Todos se volvieron a mirar en esa misma dirección. Un desfile de gente se acercaba con cuencos y fuentes de comida.

Los asistentes a la reunión se disgregaron en pequeños grupos para comer. Manvelar, con su plato, se sentó al lado de Ayla y frente a Jondalar. Se había presentado la noche anterior, pero debido a la muchedumbre que rodeaba a la recién llegada no había intentado conocerla mejor. Su caverna estaba cerca, y sabía que más adelante tendría tiempo de sobra.

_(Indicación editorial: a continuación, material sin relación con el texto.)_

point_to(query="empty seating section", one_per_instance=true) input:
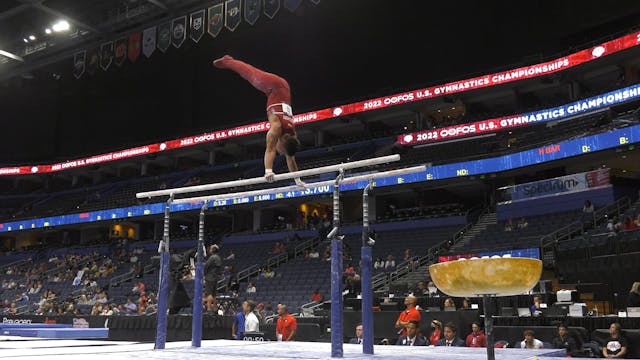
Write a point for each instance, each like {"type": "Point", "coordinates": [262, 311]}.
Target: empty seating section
{"type": "Point", "coordinates": [495, 236]}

–Ya has recibido varias invitaciones, pero permíteme añadir otra –dijo–. Debes venir a visitar Roca de los Dos Ríos, la Tercera Caverna de los zelandonii. Somos vecinos cercanos.

–Si se conoce a la Decimocuarta Caverna por sus excelentes pescadores y a la Undécima por la construcción de balsas, ¿por qué se conoce a la Tercera Caverna? –preguntó Ayla.

Jondalar contestó por él.

–La caza.

–¿No se caza en todas partes? –inquirió ella.

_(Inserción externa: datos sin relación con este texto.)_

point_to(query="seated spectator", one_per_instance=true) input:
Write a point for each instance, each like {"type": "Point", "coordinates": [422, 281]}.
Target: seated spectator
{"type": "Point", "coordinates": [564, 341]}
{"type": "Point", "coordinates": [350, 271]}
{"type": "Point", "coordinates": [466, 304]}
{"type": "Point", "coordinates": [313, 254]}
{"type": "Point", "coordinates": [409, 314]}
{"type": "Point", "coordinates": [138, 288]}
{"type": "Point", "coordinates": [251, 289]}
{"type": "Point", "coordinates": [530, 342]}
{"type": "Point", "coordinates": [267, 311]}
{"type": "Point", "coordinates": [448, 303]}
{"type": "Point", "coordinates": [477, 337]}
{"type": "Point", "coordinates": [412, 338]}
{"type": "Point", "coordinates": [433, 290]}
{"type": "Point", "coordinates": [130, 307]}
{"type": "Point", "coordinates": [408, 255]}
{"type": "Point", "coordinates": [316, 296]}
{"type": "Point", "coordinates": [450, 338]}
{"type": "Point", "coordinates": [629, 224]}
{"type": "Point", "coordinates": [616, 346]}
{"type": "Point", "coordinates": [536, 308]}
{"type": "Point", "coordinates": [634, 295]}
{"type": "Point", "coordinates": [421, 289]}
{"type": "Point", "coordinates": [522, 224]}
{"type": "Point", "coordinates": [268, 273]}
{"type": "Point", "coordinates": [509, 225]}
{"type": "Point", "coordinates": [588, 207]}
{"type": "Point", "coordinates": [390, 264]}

–Claro que sí, y por eso precisamente no se jactan de ello, porque en todas partes se caza. A determinados cazadores de otras cavernas les gusta pregonar sus proezas, y quizá sean muy hábiles, pero la Tercera Caverna, como grupo, supera a todas las demás en ese terreno.

Manvelar sonrió.

–A nuestra manera sí nos jactamos de ello, pero personalmente creo que si hemos llegado a ser tan buenos cazadores, se debe a nuestra ubicación. Nuestro refugio se encuentra a cierta altura por encima de la confluencia de Dos Ríos, ambos con anchos valles cubiertos de hierba. Éste –dijo señalando hacia el río con el hueso a medio descarnar que tenía en la mano– y otro que se llama Río de la Hierba. La mayoría de los animales que cazamos atraviesa esos dos valles en sus migraciones, y nosotros contamos con una posición idónea para observarlos en cualquier época del año. Hemos aprendido a prever con relativa exactitud cuándo aparecerán ciertos animales, y solemos informar de ello a los demás, pero normalmente somos los primeros en ir a cazarlos.

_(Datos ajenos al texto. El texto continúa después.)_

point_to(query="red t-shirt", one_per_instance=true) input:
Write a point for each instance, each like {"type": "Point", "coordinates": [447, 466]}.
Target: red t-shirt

–Puede que sea así, Manvelar, pero en la Tercera Caverna no hay sólo uno o dos buenos cazadores, sino que todos son excelentes. Trabajan con ahínco para perfeccionar sus aptitudes. Todos sin excepción –insistió Jondalar–. Ayla lo comprende. Le encanta cazar, y maneja la honda con una destreza asombrosa, pero espera a ver el nuevo lanzavenablos que ideamos. Arroja una lanza a una distancia increíble y a mayor velocidad. Ayla es más certera, y yo lanzo algo más lejos, pero cualquiera puede alcanzar a un animal a una distancia dos o tres veces superior a la de un lanzamiento con la mano.